Поле «Не Наша Проблема» куда проще в использовании и эффективнее, а главное, целых сто лет может работать от одной «пальчиковой» батарейки. Дело в том, что принцип его работы основан на свойственной людям естественной предрасположенности не видеть ничего из того, чего видеть не желаешь, увидеть не предполагаешь или не можешь себе объяснить. Если б Эффрафакс покрасил гору в ярко-розовый цвет, а сверху водрузил недорогой генератор ННП-поля, люди так и ходили бы мимо горы, вокруг нее, даже по ее склонам – ничуть не подозревая о ее присутствии.
Тот же самый эффект наблюдался и в случае с кораблем Слартибартфаста. Правда, он не был ярко-розовым, но это вовсе не значит, что внешне он ничем не выделялся. Отнюдь.
И тут мы подходим к еще одной и главной причине его странности. Он лишь частично походил на нормальный звездолет с дюзами и соплами, аварийными люками и стабилизаторами. Другой же своей частью он был точь-в-точь маленькое итальянское бистро, только поставленное вверх тормашками.
Форд и Артур воззрились на него с крайним удивлением и острым чувством обиды за хороший вкус.
– Знаю, – вымолвил нагнавший их Слартибартфаст, задыхаясь и волнуясь, – но тому есть причины. Залезайте, нам пора. Древнее Зло встало из могилы. Над всеми нами простерты крыла смерти. Вылетаем без промедления.

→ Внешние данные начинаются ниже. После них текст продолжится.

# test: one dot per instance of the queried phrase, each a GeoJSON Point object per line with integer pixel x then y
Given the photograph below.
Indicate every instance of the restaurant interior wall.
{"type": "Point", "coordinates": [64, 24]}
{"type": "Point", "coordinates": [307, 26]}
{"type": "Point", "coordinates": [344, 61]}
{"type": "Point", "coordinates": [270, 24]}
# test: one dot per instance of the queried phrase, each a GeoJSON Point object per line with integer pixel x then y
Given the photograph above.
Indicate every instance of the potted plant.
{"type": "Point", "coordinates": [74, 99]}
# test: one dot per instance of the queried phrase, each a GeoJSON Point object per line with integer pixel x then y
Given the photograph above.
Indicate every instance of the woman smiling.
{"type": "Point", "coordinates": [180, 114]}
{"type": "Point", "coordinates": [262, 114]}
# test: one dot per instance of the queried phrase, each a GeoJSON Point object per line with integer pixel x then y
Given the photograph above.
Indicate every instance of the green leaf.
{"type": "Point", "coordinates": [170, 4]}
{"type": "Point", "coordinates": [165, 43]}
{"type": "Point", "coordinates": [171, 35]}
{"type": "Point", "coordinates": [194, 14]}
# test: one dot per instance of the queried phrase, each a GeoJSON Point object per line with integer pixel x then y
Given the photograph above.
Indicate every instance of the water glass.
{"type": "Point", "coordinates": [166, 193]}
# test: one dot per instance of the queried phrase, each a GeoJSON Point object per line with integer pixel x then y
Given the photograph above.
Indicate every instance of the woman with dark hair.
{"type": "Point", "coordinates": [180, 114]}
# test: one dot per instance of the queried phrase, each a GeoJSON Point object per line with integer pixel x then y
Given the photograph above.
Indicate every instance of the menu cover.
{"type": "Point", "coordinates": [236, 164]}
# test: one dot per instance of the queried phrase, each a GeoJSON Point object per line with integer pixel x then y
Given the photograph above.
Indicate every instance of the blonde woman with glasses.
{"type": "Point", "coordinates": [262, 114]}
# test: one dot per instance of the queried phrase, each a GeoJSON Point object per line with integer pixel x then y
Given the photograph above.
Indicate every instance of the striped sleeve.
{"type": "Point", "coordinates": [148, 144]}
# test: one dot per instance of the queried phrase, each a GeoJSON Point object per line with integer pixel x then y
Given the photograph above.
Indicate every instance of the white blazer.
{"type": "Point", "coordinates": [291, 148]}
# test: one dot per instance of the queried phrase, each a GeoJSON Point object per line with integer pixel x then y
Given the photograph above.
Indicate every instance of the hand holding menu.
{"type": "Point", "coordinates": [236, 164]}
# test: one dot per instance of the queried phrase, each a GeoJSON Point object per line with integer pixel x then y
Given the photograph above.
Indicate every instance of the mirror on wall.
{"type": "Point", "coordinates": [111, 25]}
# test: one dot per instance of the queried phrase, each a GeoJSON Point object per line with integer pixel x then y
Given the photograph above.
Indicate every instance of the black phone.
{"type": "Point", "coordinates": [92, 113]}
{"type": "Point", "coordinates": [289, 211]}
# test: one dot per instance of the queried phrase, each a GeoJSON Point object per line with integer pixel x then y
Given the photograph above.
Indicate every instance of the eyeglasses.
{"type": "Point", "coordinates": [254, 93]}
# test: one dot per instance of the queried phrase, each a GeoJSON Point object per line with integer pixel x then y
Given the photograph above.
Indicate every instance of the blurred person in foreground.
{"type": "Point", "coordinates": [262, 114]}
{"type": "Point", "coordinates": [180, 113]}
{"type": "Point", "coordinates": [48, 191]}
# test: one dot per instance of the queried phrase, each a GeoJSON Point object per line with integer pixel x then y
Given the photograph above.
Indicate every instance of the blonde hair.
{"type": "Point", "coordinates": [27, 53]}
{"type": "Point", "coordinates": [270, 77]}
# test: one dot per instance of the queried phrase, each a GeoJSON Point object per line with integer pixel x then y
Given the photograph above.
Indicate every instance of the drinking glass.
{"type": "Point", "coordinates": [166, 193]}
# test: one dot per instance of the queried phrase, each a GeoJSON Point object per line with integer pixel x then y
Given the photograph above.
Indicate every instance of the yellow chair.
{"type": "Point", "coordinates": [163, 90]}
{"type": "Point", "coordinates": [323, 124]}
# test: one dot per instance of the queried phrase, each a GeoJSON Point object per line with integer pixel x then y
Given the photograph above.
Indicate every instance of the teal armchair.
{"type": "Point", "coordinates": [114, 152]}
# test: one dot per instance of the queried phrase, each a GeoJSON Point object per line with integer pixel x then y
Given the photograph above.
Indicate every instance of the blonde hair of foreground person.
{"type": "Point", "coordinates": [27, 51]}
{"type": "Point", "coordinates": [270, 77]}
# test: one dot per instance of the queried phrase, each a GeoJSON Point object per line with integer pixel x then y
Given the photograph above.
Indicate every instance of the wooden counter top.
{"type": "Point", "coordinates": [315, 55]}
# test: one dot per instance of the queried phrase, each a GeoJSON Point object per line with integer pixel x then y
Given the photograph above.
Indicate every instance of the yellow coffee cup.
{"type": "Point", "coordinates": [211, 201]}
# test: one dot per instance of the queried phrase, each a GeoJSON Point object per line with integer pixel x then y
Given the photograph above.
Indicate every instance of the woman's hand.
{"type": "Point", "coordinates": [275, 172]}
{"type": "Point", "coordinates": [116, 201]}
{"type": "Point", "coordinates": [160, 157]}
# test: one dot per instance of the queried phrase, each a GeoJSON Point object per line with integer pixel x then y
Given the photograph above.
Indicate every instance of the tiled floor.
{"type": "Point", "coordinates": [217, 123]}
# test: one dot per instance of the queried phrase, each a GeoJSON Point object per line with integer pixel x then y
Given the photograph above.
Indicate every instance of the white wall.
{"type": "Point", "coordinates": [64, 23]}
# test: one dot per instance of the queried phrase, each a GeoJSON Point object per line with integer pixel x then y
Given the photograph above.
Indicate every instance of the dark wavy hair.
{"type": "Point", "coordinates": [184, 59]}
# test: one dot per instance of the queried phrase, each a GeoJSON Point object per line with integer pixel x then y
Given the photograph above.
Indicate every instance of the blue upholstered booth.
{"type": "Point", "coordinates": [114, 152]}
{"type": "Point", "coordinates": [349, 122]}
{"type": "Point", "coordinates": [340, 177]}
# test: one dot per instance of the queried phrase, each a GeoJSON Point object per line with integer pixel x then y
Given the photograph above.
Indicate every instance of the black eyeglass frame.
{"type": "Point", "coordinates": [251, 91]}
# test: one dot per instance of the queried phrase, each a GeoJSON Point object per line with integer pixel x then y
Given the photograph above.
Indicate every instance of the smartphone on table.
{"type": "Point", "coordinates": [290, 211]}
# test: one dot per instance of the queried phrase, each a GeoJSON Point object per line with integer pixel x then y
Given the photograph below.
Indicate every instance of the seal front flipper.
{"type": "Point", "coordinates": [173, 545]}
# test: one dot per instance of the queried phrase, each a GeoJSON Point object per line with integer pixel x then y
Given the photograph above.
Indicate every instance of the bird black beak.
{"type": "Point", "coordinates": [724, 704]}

– Надеюсь, куда-нибудь, где солнышко светит, – проговорил Форд.
Наши герои взошли вслед за Слартибартфастом на борт и были столь ошарашены увиденным внутри, что совершенно не заметили нового странного происшествия снаружи.
Звездолет (да-да, еще один, просто звездолетопад какой-то), только на сей раз изящный и серебряный, спустился с небес на площадку – тихо, как-то даже интеллигентно, совершая опорами балетные па во славу технического прогресса.
Он мягко приземлился. Выдвинул невысокий трап. По трапу решительной походкой сошла высокая серо-зеленая фигура и приблизилась к маленькой кучке людей, которые окружали жертв недавней абсурдной бойни. Сдержанно, но властно отстраняя людей со своего пути, фигура пробралась к мужчине, который лежал при последнем издыхании в жуткой луже крови. Безусловно, вся земная медицина была уже не в силах его спасти. Фигура тихо преклонила перед ним колени.
– Артур Филип Деодат? – спросила она.
Мужчина, с ужасом и смятением в глазах, слабо кивнул.
– Ты никчемный кретин, – сообщило существо. – Намой взгляд, тебе следовало это узнать перед уходом в мир иной.
Глава 5
Немаловажные факты из истории Галактики.
(Заимствовано из многотомника «Сидерическое собрание цитат на каждый день». Том «Популярная история Галактики»)
С самого появления этой Галактики великие цивилизации возникали и рассыпались в прах, возникали и рассыпались в прах, то возникали, то рассыпались в прах столь часто, что так и тянет заявить, будто жизнь в Галактике:
а) давно уже мучается головокружениями от всей этой ряби в глазах (времякружениями, историякружениями и т. д.) и б) просто глупа.
Глава 6
Артуру почудилось, будто весь небосвод, галантно посторонившись, уступил им дорогу.
Ему почудилось, будто атомы его мозга и атомы космоса струятся друг сквозь друга.
Ему почудилось, что его уносит ветер Вселенной, причем этот ветер – он сам.
Ему почудилось, будто он – одна из мыслей Вселенной, а Вселенная – одна из его мыслей.
Людям на крикетной площадке «Лордз» почудилось, что еще один ресторан возник и вылетел в трубу, как оно часто бывает с ресторанами в Северном Лондоне, и что это «Не Наша Проблема».
– Что случилось? – спросил Артур с глубоким благоговением.
– Мы взлетели, – пояснил Слартибартфаст.
Артур неподвижно лежал на диване – амортизаторе ускорения и никак не мог рассудить, что именно только что пережил – то ли воздействие «взлетного эффекта», то ли мистическое озарение.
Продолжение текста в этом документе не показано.